Sometimes I wish I could know what he’d make of how my life turned out. Scratch that, I always wish that. When he passed I had just finished grad school and had taken my career in an exciting new direction. In the next few years I’d fall in love then get dumped on the same day as being laid off from that job, and I got my own malignant melanoma for dessert a scant month later. That last part I guess I’m glad he didn’t have to live through, nobody wants their kid to have cancer even if they’re 30 years old and hardly a kid.
Thanks to early detection and an aggressive excision, I’d beat cancer, and ultimately fall in love again (while being gainfully employed), get married and have two rambunctious boys who love to get outside and be active like their grandfather. He’d have loved Shark Boy and the Lightning Kid for sure, and of course the other part of my life he didn’t get to see was my foray into endurance sport and triathlon.
When I did the Scotiabank Marathon in 2006, I thought of him throughout the course, but especially during the last quarter, as everything in my lower body started to hurt, and I found myself slowing to a walk more and more often. He often preached for the ‘Endspurt’ – a German expression for the burst of speed and enthusiasm you get when you know you’re almost done.

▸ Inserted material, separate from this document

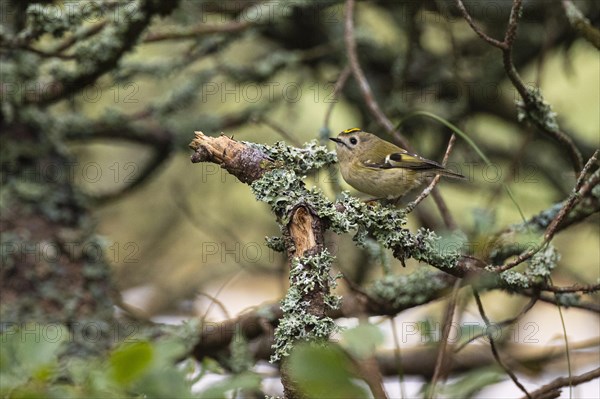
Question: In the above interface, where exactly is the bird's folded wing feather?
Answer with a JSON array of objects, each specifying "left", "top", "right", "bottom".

I try to carry on the tradition by maintaining negative splits on runs, and finishing every race with a fast pace, even if the overall pace hasn’t been that fast.
I think he would have made a good triathlete, as he was strong in all three disciplines and would have had fun switching from sport to sport. I have my doubts that he would be interested in following a highly structured, periodized training plan and would have done a lot of improvising – I guess the apple doesn’t fall far from the tree.
Every December 12th, my mother, my brother and I try to observe some of our values. We spend time with family; sometimes each other, sometimes apart with our own new respective families. We try to get outside and move our bodies. Today’s weather (and my work schedule) made that a little daunting, but this was important. I hit the Etobicoke Creek Trail for 5km worth of memorial running.
In trying to find some comfort with friends on Facebook who’s fathers had passed (on the same date in different years) I wrote: Fatherhood might be the greatest gift a man can give and the greatest prize a man can claim.
Please make a little more time to cherish your families during this season, and as a favour to me, your Fathers especially.